Deuteronomy 6 and the Context of Formation

Deuteronomy 6:4–9 contains one of the most important parenting texts in the entire Bible, though it's rarely read that way. Known as the Shema, it begins: "Hear, O Israel: The Lord our God, the Lord is one. You shall love the Lord your God with all your heart and with all your soul and with all your might."

Then it says: "And these words that I command you today shall be on your heart. You shall teach them diligently to your children, and shall talk of them when you sit in your house, and when you walk by the way, and when you lie down, and when you rise."

Formation Through Daily Proximity

This is not a curriculum. It's a picture of formation happening in the ordinary moments of life, around the table, during the commute, at bedtime. The assumption is that faith is transmitted primarily through daily proximity and conversation, not through formal instruction alone. What you talk about at dinner matters. What you do when things go wrong in front of your children matters. How you treat people outside the family matters.

Proverbs 22:6 — What It Actually Means

I keep coming back to this passage. "Train up a child in the way he should go; even when he is old he will not depart from it."

This verse is often quoted as a promise, if you raise your children right, they will stay faithful. That reading has caused significant pain to parents whose grown children have walked away from faith, who carry a private guilt that it must have been their fault.

Proverbs Describe Patterns, Not Guarantees

Proverbs are wisdom literature — they describe patterns, not guarantees. This proverb describes what tends to be true when children are shaped by good formation. It isn't a contractual promise. Adult children make their own choices. Faithful parenting isn't sufficient to guarantee faithful adult children, and unfaithful parenting isn't the only explanation for children who struggle. Human beings aren't products of their inputs alone.

The Hard Truth About Parenting

Most parents are simultaneously over-responsible and under-responsible in the wrong areas. We take on guilt for things we can't control (our children's ultimate choices) and minimize guilt about things we can (our tone of voice, our presence, our consistency). The most formative parenting often happens in the small, unscripted moments. Not the planned talks, but the car rides and the bedtimes and the reactions to spilled things.

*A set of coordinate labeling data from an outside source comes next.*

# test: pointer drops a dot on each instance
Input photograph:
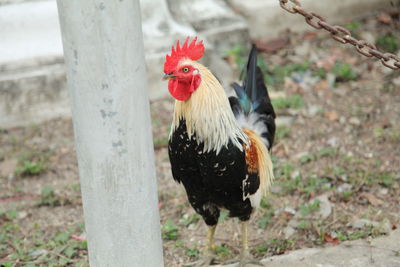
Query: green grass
(388, 43)
(169, 231)
(33, 162)
(48, 197)
(344, 72)
(307, 209)
(57, 250)
(188, 220)
(192, 252)
(275, 247)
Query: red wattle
(181, 90)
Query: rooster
(218, 146)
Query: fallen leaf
(385, 18)
(329, 239)
(372, 199)
(309, 35)
(272, 45)
(322, 85)
(332, 115)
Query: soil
(342, 143)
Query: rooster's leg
(245, 257)
(207, 254)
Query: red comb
(193, 51)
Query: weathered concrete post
(104, 55)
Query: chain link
(342, 35)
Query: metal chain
(342, 35)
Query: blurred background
(337, 154)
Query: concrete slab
(380, 252)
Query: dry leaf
(329, 239)
(372, 199)
(322, 85)
(385, 18)
(332, 115)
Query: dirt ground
(336, 158)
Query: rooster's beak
(168, 76)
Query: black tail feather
(253, 97)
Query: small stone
(361, 223)
(333, 141)
(325, 206)
(290, 210)
(355, 121)
(289, 231)
(383, 191)
(22, 214)
(344, 188)
(314, 110)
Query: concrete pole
(106, 75)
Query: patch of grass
(192, 252)
(321, 73)
(277, 74)
(188, 220)
(344, 72)
(388, 43)
(48, 197)
(295, 101)
(327, 152)
(379, 132)
(275, 247)
(304, 186)
(304, 224)
(284, 170)
(57, 250)
(169, 230)
(32, 163)
(307, 158)
(222, 252)
(9, 215)
(361, 177)
(30, 168)
(308, 209)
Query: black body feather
(213, 181)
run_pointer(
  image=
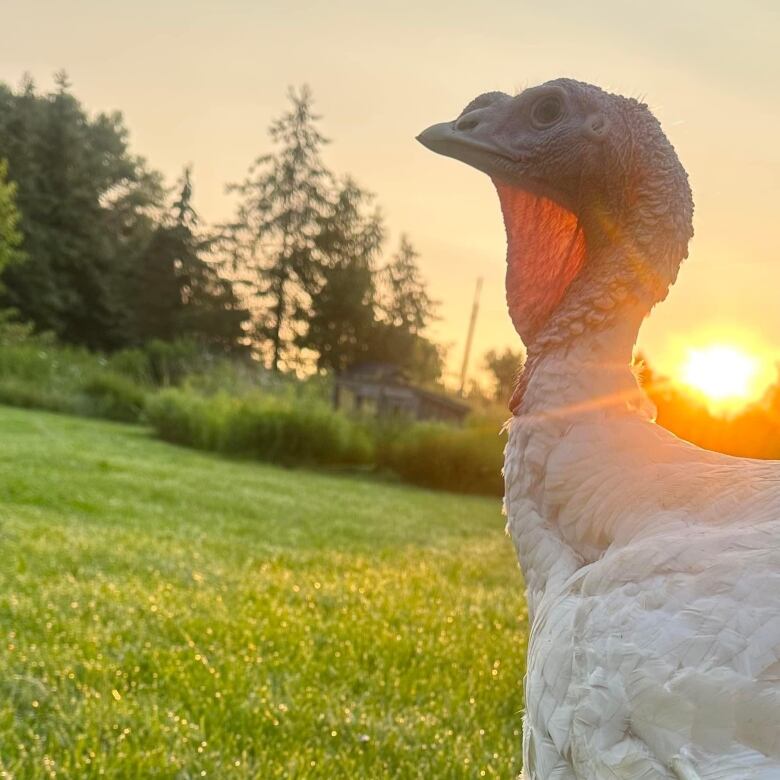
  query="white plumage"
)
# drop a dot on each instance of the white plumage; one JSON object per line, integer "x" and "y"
{"x": 652, "y": 566}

There is also a version of Christian parenting that has become performance — managing appearances, training children to present well in public and at church — rather than genuine formation. Children trained for performance often have to spend their adult years unlearning it.

What Actually Matters in Children

Presence Over Perfect Moments

Be present in the ordinary. The Deuteronomy model isn't primarily about church programs — it's about talking about what matters while you walk by the way. That requires being present and paying attention to the moments when questions arise naturally.

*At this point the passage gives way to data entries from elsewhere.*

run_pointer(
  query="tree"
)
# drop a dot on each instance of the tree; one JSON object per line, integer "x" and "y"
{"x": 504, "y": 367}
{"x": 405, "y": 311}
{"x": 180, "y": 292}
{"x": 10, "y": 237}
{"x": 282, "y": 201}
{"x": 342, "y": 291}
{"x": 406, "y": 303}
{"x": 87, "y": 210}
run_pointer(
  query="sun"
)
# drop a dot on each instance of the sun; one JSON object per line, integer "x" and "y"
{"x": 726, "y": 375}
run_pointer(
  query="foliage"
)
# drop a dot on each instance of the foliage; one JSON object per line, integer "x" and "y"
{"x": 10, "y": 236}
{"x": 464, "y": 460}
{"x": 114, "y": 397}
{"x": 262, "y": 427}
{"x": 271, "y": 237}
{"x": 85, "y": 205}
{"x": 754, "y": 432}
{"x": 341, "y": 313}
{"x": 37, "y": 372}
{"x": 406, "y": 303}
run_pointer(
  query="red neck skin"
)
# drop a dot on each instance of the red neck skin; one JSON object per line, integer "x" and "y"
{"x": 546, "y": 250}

Let your children see your faith in real situations, not only in curated ones. How you respond to bad news, to injustice, to disappointment, these are the most credible theology lessons your children will receive.

Repair, Trust, and Stewardship

Repair quickly when you get it wrong. Children don't need perfect parents — they need parents who know how to repair after they've failed. Modeling repair teaches children one of the most important things they'll ever need to know: that relationships can survive failure.

Treat your children as people, not projects. Each child came into the world with their own temperament, their own hardwiring, their own story that isn't yours to control. Your job is stewardship of a person, not production of an outcome.

A Prayer for Parents

Lord, I love these children more than I can measure, and I'm aware every day of how insufficient I'm for the task of raising them. Give me wisdom for today, not a formula for all of parenting, but the right word for this moment, the patience for this afternoon. Help me to form them in the way they should go — and to trust you with the parts of their lives I cannot control. Amen.